A un certo punto, in Oppenheimer, un personaggio prevede per il protagonista un futuro momento di unanime ammirazione nei suoi confronti, ma lo avvisa: tutte quelle persone che diranno cose belle di te, non lo faranno per te, lo faranno per se stesse. Frase deprimente per lui, e un po’ deprimente anche per chi ne estendesse il valore a molto di quello che osserviamo fuori dal cinema.
Logica da social network
In questi anni l’impressione che quasi tutto quello che la gran parte delle persone fa lo faccia per se stessa, si è assai estesa, benché la ricerca di affermazione di sé e la vanità siano fattori millenari per le azioni degli umani, e non sempre disprezzabili nei risultati, anzi. Ma i social network e bla bla, e persino il “populismo” cosiddetto con il suo dirci che meritiamo di più, che andiamo bene come siamo, che ci stanno rubando quello che ci spetta, rendono sempre più frequente quella sensazione lì: che ci sia quel bisogno, quella priorità, quella descritta dal personaggio di Oppenheimer, in quasi tutto quello che facciamo. Lo facciamo per noi stessi. E soprattutto siamo sempre più incapaci di nasconderlo.
Uno hype chiamato Oppenheimer
Oppenheimer è un bel film, naturalmente. Su cui è stato costruito uno hype promozionale di tale dimensione che il suo unico limite è non poter corrispondere alle aspettative create: nessun film avrebbe potuto, probabilmente. Ma una buona parte degli apprezzamenti più smodati sembrano alludere non tanto a qualità universali del film stesso ma a una antica conoscenza del regista da parte di chi li esprime, a un culto fedele nei confronti dei suoi film, a una sorta di complicità. Al riconoscere tratti, allusioni, citazioni, ammiccamenti: quel modo di costruire la storia, quella scena che ne ricorda un’altra, quell’idea che richiama qualcosa. Al riconoscere. E riconoscersi.
Come Moretti
Una cosa simile è appena successa con le celebrazioni dell’ultimo film di Nanni Moretti, dedicate nella loro quasi totalità non al fatto che fosse di per sé un bel film, ma che fosse un film di Nanni Moretti. Con le canzoni di Nanni Moretti, con le scarpe, con loro che cantano in macchina, con le citazioni di altri film e registi, con attori – e non attori – familiari. È stato bello, per molti vecchi fan di Moretti, riconoscerle, riconoscersi, accorgersi capaci di capire cosa Moretti stesse dicendo a loro. Le stesse cose di sempre.

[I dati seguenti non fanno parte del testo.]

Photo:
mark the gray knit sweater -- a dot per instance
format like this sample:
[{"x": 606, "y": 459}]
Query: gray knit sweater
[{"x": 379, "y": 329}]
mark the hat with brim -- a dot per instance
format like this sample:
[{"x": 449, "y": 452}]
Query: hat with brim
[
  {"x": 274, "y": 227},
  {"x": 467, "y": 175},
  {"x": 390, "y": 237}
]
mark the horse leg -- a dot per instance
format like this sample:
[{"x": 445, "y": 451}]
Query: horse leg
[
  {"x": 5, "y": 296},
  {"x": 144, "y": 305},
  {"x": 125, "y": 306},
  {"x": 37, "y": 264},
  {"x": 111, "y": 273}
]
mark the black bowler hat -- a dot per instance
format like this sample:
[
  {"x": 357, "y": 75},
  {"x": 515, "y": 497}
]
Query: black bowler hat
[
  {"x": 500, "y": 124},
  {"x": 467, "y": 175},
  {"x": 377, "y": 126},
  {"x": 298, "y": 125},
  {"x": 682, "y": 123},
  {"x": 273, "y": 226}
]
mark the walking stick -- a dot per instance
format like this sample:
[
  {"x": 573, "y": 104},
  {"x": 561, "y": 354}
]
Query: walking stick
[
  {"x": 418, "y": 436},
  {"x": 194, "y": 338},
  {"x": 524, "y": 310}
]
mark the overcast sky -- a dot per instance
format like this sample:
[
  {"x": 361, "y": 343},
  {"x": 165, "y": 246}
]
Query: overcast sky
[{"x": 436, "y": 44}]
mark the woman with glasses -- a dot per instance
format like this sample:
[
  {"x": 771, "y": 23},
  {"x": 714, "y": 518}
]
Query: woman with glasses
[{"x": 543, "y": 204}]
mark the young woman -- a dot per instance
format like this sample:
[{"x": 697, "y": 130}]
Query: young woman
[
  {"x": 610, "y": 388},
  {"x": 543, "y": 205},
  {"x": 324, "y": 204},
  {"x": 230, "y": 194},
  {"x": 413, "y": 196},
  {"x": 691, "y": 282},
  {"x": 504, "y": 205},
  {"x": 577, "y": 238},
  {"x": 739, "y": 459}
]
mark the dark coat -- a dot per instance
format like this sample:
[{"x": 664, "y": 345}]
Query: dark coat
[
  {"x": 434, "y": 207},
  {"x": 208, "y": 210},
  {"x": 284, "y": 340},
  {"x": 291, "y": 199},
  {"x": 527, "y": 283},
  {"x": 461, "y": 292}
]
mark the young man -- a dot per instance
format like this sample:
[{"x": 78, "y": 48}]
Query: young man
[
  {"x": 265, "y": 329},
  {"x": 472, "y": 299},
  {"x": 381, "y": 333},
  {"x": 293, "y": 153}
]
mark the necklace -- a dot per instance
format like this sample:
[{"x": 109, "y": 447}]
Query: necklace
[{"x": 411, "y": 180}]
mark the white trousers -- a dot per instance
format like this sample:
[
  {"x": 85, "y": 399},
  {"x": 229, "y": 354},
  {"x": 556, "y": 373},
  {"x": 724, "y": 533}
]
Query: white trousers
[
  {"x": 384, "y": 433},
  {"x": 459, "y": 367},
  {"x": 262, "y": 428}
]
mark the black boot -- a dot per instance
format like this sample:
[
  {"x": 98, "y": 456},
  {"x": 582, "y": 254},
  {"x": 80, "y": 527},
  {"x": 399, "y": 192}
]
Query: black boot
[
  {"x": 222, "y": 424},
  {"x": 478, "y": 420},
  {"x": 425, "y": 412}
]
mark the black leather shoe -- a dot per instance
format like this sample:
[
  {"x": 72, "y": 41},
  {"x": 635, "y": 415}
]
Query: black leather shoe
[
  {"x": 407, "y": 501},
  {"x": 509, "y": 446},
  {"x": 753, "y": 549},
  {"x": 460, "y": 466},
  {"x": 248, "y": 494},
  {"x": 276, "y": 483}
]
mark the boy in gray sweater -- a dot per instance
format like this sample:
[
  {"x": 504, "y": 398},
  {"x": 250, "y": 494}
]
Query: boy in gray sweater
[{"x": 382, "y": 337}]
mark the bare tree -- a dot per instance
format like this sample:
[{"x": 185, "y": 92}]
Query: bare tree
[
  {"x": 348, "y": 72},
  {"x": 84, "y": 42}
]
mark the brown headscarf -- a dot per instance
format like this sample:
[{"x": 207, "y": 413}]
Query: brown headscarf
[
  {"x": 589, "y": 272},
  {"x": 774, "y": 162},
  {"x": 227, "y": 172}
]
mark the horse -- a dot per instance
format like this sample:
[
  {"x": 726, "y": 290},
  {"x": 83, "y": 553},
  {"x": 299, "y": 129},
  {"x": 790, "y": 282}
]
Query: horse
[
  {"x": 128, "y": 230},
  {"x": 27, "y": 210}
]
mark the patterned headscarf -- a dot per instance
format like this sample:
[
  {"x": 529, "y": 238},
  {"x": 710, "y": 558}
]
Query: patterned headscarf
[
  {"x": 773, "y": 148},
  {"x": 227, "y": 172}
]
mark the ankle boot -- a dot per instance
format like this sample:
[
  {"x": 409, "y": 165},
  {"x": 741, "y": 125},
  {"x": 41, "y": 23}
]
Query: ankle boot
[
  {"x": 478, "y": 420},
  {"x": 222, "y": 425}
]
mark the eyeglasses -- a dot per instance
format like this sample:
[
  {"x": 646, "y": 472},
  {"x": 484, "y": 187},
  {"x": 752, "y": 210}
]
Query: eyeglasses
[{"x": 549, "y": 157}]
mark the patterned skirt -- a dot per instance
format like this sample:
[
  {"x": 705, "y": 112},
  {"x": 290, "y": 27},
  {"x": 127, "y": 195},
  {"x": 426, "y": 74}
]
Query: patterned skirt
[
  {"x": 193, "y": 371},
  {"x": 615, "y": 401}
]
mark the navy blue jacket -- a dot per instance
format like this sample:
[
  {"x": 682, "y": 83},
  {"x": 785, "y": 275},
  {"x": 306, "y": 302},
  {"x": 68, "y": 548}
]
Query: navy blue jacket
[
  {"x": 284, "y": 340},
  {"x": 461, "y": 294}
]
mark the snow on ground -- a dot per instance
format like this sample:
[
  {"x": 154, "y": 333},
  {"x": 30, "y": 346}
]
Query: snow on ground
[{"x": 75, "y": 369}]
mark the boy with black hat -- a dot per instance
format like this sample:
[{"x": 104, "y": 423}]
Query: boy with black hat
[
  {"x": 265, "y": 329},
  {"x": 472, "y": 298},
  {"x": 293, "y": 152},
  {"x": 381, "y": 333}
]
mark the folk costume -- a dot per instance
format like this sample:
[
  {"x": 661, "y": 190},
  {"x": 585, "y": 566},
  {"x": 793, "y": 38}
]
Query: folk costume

Questa cosa sta diventando – più di prima, a me pare – un frequente metro di giudizio del cinema (e di altre creazioni): i film ci piacciono per noi stessi.
Ci piacciono perché ci lusingano, perché ci dicono “questa cosa tu la sai, sei uno dei nostri, la sai da prima degli altri”: persino in Barbie arrivano messaggi un po’ per tutti e che vengono colti e persi – ciascuno – da porzioni le più varie del pubblico, in modo da sfruttare il meccanismo con efficacia industriale: il film per convertiti alla setta diventa film per convertiti a una decina di sette diverse. Quelli felici di cogliere la citazione di 2001 Odissea nello spazio, quelli amanti delle canzoni delle Indigo Girls, quelli che riconoscono Allan (io: sì, sì, no); persino una quota di maschi più compiaciuta che imbarazzata di riconoscersi anche nei tic più scemi dei maschi: il culto del Padrino, il frigobar.
Il “proprio pubblico”
Tutto questo è comunque divertente, per i destinatari, e se soddisfa le nostre vanità e i nostri protagonismi rendendoci ancora più convinti di essere speciali lo fa solo perché si sta adeguando a una domanda: si potrebbe discutere di che cinema sia quello che si adegua troppo a una domanda a scapito di creazioni artistiche e culturali più universali o sperimentali, che prescindano dall’individuazione di un “proprio pubblico” e dall’inerzia su ciò che è stato già detto e fatto. Non lo scrivo per modo di dire: stando attenti a non volersi riconoscere nelle proprie ragioni e nella propria partecipazione alla discussione, si potrebbe discuterne.